At any level, Pompeii bucks a lot of Broadway trends - from it's old-fashioned style, to Papadakos' lack of collaborators. She not only composed the lyrics, but also the music and the plot.
"There are very, very few people in the history of musical theatre who have done that," says Pompeii's director, Tom Briggs. "When I met Dorothy, I realized her M.O is go big, or go home. And she's written a big ole musical, a cast of 23, 14 in the orchestra. Very, very ambitious."
That ambition has come with a hefty price tag. Pompeii has a budget of nearly three-quarters of a million dollars for its two-week run, almost all provided by local donors. Papadakos says raising the funds has become a surprisingly large part of her job.
"Yes, it's a big budget, it's barely... It sounds like a lot of money, but when you put on a show like this, we're actually right to the penny. It's amazing what it costs to bring in a production like this."
Still, it costs even more to mount a show like this on Broadway. And for investors to take that kind of big-money gamble, they like to know a musical can pull in big audiences. And this is where those regional theatre producers come back in.
According to Briggs, "5th Avenue theatre are people we've talked to who are very interested in coming down. Also Theatre Under the Stars in Houston, Frank Young. So we've got a lot of different people coming down to take a look at the show, as you do when you do a new musical."
However, when contacted, four of the regional theatres best known for feeding musicals to Broadway, including "Theatre Under the Stars" and Seattle's "5th Avenue" theatre, said it's unlikely they will attend the run. Gordon Cox, who covers Broadway for the industry magazine Variety, says their absence is not a good sign.
"It does not mean that they are not interested in the script and the piece, but nor does it indicate strong interest in the development of the piece. Because I feel like, if you were interested in the development of the piece, you'd want to check it out, see how it works on stage."

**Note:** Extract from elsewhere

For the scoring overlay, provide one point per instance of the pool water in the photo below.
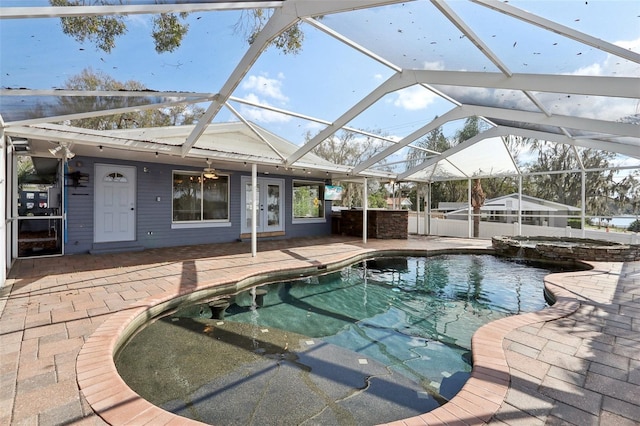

The work of getting Pompeii to the stage has for the last month gone on in an otherwise quiet strip mall on Shipyard Boulevard. Pompeii's opening number features a panoply of ancient gods, on this day attired in jeans and warm-up suits.
The actors stand on a temporary stage floor, crisscrossed with marks in florescent tape. In between numbers they hum lines and debate staging decisions. Briggs is not merely shaping his actors' performances; he's also shaping the script. First-time productions use rehearsals as a workshop: lines are swapped, scenes rearranged, or even, cut.
"It's like building a house," says Briggs. "Do you want the bathroom over there and maybe it should be here and do you want wallpaper in that room, or maybe just on one wall. So we're having a great time doing that. And there have been some changes from when we went into rehearsal."
In fact, since he's staying for the full run, Briggs predicts the show may continue to evolve all the way through to closing. Among those adjusting to the alterations is actor James Van Treuren, who plays one of the main characters, Maximo.
"We have a box out there, a little mailbox, everybody has a slot, and we have to check it several times a day because there are new pages of script, sometimes new pages of music, scheduling things."
Van Treuren says there's no personal risk for actors who sign on with a new production. If it fails, they just go on to the next musical. And, if it succeeds, there are a lot of benefits, both professional and financial, for the actors, and for all those attached to the show.